Témoignage déposé le 11/06/2025
Merci pour votre travail qui m’a permis de savoir de quoi j’étais atteinte plusieurs années après, et qui m’en a fait pleurer de soulagement. Ça faisait du bien d’être comprise et de savoir que je n’étais pas folle.
En 2018, je tombe enceinte grâce à la médecine après quelques années de galère. Nous sommes si heureux.
Très rapidement les nausées arrivent et s’intensifient fortement au fil des jours. L’odeur du papier des livres, de la lessive, de l’eau, des tissus et de beaucoup d’autres choses me dégoûtent au plus haut point. Impossible de tenir debout, les forces ont quitté mon corps, je vomis plusieurs dizaines de fois par jour sans rien avoir mangé, ni bu. À force même je vomis de l’air. Je fonds sans m’en rendre compte. La pharmacie en bas de chez moi donne plusieurs solutions à mon mari, en vain. Je me traîne comme un zombie, soutenue physiquement par mon mari, chez un acupuncteur car « ça marche bien sur les nausées ». Non.

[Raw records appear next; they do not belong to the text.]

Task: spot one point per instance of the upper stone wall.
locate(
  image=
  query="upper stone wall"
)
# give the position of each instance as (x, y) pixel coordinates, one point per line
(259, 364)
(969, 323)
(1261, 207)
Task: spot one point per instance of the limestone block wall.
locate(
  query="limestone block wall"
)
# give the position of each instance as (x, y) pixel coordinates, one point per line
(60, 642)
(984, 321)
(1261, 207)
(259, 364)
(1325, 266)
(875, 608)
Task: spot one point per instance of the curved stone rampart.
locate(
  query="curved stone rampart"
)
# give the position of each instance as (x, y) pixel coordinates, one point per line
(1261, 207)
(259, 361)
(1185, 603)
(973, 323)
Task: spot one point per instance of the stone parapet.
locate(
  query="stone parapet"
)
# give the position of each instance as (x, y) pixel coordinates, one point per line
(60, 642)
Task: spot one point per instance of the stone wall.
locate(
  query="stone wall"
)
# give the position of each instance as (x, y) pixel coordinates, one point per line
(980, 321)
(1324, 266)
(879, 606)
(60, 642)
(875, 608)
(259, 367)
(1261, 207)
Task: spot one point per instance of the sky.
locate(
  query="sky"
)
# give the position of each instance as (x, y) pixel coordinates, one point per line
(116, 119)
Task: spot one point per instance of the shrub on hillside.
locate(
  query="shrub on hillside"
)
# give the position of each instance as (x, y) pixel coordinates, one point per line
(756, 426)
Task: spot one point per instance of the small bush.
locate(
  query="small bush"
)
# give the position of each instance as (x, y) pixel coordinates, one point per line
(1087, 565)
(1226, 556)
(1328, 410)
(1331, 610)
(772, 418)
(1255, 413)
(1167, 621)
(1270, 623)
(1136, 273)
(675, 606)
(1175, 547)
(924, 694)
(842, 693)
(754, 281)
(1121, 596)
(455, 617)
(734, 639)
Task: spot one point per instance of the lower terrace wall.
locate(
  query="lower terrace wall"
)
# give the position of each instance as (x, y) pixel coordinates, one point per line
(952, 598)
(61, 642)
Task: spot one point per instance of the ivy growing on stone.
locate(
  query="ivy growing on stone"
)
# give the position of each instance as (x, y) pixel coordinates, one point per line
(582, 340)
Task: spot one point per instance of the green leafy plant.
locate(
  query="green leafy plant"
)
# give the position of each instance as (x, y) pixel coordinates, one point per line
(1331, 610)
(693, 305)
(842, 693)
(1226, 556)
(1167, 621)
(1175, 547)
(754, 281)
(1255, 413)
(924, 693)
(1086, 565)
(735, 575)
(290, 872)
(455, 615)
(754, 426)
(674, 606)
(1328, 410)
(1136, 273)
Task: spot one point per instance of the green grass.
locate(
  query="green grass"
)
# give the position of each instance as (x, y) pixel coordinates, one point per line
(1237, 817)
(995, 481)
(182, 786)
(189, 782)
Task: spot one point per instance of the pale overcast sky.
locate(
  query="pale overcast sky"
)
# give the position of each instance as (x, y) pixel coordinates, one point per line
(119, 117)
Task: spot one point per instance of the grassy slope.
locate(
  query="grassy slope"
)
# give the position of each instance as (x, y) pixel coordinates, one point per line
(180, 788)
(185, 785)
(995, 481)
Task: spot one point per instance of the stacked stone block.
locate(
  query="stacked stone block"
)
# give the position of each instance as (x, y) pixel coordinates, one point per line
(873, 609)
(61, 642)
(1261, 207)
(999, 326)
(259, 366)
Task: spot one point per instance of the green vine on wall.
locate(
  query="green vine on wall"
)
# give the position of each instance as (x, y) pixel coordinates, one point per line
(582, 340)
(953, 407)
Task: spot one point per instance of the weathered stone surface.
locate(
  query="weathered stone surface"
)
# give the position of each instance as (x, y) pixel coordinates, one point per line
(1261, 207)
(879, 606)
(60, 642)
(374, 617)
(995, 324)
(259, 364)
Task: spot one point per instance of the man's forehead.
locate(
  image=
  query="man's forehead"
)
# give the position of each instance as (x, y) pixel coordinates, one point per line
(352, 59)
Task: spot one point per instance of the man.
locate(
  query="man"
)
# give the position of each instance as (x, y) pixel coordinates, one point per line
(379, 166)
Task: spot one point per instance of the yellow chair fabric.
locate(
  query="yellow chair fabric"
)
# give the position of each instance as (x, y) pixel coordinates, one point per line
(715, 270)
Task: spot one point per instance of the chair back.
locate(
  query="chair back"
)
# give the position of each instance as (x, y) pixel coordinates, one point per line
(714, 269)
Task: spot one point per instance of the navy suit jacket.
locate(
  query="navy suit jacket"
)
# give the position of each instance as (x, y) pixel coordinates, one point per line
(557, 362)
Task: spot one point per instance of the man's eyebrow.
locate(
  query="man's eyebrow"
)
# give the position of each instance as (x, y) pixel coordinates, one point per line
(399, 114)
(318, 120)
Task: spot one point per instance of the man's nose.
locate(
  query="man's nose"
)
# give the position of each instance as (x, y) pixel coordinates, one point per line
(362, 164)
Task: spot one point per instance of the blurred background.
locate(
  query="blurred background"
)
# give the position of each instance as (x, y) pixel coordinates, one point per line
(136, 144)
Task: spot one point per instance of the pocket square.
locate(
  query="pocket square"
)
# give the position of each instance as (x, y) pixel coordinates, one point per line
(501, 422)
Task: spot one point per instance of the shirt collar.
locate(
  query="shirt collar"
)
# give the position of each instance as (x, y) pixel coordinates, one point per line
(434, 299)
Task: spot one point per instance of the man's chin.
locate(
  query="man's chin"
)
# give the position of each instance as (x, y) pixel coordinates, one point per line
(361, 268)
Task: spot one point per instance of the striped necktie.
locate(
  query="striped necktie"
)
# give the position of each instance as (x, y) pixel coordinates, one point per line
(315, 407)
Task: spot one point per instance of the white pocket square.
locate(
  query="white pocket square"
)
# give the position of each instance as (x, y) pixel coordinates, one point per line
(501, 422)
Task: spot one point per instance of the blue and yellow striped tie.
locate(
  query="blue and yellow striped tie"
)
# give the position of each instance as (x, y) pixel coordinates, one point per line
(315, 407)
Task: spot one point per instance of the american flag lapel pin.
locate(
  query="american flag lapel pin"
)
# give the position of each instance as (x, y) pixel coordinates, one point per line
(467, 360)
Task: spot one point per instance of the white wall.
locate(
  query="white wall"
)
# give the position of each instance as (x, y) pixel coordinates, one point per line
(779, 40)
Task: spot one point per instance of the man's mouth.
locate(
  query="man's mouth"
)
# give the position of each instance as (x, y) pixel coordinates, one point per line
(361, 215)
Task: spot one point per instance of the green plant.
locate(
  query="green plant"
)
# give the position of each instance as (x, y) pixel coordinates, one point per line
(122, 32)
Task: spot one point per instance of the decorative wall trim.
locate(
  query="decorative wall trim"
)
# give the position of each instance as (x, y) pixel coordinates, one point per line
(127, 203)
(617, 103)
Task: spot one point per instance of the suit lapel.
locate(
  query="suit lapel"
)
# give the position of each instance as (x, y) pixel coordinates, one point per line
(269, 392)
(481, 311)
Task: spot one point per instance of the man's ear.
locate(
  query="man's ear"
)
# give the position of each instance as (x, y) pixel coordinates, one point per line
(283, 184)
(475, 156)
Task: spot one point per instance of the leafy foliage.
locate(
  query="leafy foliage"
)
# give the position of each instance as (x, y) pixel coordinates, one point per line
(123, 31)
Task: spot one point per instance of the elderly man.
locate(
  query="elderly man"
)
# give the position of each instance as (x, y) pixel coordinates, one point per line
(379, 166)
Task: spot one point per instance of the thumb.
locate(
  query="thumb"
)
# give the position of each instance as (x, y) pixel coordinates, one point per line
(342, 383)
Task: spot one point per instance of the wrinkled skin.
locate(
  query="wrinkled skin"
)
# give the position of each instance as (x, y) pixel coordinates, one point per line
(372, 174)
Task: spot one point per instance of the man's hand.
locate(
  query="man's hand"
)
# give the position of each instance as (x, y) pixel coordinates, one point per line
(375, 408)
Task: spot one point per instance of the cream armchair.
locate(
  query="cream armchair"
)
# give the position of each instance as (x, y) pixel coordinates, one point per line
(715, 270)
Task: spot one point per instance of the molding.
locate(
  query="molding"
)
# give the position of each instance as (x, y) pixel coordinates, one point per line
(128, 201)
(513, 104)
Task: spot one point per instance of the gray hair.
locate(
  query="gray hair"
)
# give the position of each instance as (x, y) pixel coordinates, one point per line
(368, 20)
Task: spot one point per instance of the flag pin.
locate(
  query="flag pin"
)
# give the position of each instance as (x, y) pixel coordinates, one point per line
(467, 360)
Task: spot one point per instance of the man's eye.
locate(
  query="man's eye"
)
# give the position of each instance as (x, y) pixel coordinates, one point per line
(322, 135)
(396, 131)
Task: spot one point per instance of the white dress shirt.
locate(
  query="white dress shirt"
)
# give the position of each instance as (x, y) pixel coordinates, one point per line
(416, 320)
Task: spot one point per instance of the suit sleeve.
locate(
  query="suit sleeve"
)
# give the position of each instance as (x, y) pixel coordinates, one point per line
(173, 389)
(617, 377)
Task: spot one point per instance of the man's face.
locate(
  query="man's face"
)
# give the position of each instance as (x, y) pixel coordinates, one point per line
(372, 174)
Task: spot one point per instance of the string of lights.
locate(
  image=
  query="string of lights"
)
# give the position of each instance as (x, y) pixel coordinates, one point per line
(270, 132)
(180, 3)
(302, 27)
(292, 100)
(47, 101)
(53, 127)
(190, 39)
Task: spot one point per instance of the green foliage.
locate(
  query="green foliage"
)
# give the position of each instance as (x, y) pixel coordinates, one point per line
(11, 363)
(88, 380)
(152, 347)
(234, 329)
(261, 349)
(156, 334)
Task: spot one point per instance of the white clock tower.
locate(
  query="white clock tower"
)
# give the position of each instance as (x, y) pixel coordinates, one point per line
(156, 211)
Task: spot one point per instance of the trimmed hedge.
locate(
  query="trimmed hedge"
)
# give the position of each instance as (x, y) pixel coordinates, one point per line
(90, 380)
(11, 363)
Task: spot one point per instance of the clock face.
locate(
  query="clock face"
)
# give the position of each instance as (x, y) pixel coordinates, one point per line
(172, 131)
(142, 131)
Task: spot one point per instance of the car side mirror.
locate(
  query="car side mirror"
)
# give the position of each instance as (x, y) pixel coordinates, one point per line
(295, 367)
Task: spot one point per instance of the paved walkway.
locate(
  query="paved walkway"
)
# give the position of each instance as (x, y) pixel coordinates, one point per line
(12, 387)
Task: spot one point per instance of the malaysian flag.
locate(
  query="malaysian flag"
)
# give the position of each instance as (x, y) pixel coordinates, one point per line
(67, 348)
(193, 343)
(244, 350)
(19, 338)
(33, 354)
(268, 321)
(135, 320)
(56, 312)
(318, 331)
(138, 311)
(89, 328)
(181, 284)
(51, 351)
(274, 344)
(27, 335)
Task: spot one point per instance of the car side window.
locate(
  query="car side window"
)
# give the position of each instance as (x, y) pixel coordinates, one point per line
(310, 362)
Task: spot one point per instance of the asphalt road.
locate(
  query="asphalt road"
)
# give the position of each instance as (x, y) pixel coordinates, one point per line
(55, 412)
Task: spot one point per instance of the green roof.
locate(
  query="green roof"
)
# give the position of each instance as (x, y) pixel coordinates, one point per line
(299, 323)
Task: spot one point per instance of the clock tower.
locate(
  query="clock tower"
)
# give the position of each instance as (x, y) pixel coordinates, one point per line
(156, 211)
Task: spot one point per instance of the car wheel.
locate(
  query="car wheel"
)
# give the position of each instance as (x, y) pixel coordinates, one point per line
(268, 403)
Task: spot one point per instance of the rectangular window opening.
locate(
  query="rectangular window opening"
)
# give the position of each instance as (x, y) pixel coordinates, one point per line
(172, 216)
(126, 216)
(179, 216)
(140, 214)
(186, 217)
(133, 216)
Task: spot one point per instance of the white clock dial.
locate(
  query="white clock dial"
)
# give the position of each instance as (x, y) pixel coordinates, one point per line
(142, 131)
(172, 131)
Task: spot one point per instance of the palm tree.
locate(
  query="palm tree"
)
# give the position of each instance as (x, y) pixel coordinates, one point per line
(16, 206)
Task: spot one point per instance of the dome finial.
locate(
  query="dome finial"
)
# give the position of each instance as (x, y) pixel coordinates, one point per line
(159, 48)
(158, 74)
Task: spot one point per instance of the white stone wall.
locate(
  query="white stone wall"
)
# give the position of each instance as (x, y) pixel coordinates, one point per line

Les urgences pédiatriques d’un hôpital réputé en IDF auxquelles je me rends, en tenant mon mari par le cou pour qu’il m’y traîne tant bien que mal, me renvoient chez moi après une perfusion d’eau sucrée car « les analyses de sang sont bonnes et que les nausées c’est normal en début de grossesse », « soyez forte ».
Après quelques années de PMA, de violences gynécologiques dont une trompe de Fallope débouchée sans anesthésie, je savais que j’étais forte et qu’on n’était pas sur des nausées classiques. Mon mari ne sait plus comment m’aider, ni comment me nourrir et m’hydrater. Il est en détresse lui aussi.
Je survis avec grande difficulté au premier trimestre, sans avoir pu profiter de rien, ni du plaisir d’être enfin enceinte, sans avoir pu photographier l’évolution de mon ventre chaque mois, sans avoir pu annoncer ma grossesse.
Mon mari m’aide à me traîner à la première échographie. Je suis à bout de force. Les odeurs de l’hôpital sont difficilement soutenables dans la salle d’attente mais je prends sur moi. Nous allons rencontrer notre bébé. Nous sommes heureux.
Malheureusement nous vivrons notre plus grand drame, qui n’est aucunement lié à l’hyperémèse gravidique. Notre bébé fait un arrêt cardiaque pendant l’échographie. Son cœur cesse de battre progressivement, comme s’il nous avait attendu. Je mobilise ce qu’il me reste de force pour négocier une aspiration et non un accouchement par voie basse comme on voulait me l’imposer car bébé à un stade trop avancé. Tétanisée. Sous le choc. Anéantie.
Je passe 48 heures chez moi avant qu’on me le retire. Endeuillée mais de moins en moins nauséeuse.
La médecine nous a permis une nouvelle grossesse en 2024 grâce à un don d’ovocyte. J’ai espoir que cette donnée puisse éventuellement changer quelque chose à l’hyperémèse. Absolument pas !
Sauf qu’entre-temps, j’ai découvert l’association HG-NVG, et d’autres témoignages qui m’ont permis de connaître l’existence de la Doxylamine + Pyridoxine. Pas miraculeux pour ma part, mais qui soulage un minimum sans pour autant annuler les nausées. Associée à ma précédente expérience, j’ai réussi tant bien que mal à subir ces quatre mois dont deux alités, en gérant ma respiration (épuisant), et en ayant constamment quelque chose dans l’estomac. Je mangeais quelque chose toutes les deux heures environ pour limiter au minimum la casse. Même la nuit.
J’ai largement préféré mes 36 heures d’accouchement avec une péridurale qui a moyennement fonctionné que ces quatre mois d’enfer sur terre.
Notre bébé est merveilleux et nous souhaitons lui offrir une belle histoire fraternelle donc nous allons retenter la PMA.
J’essaye de ne voir que le résultat final alors que le traumatisme de l’HG est encore bien là. Deux choses me hantent : le bon développement du bébé durant la grossesse, et l’HG.
Courage à toutes. On est des guerrières survivantes.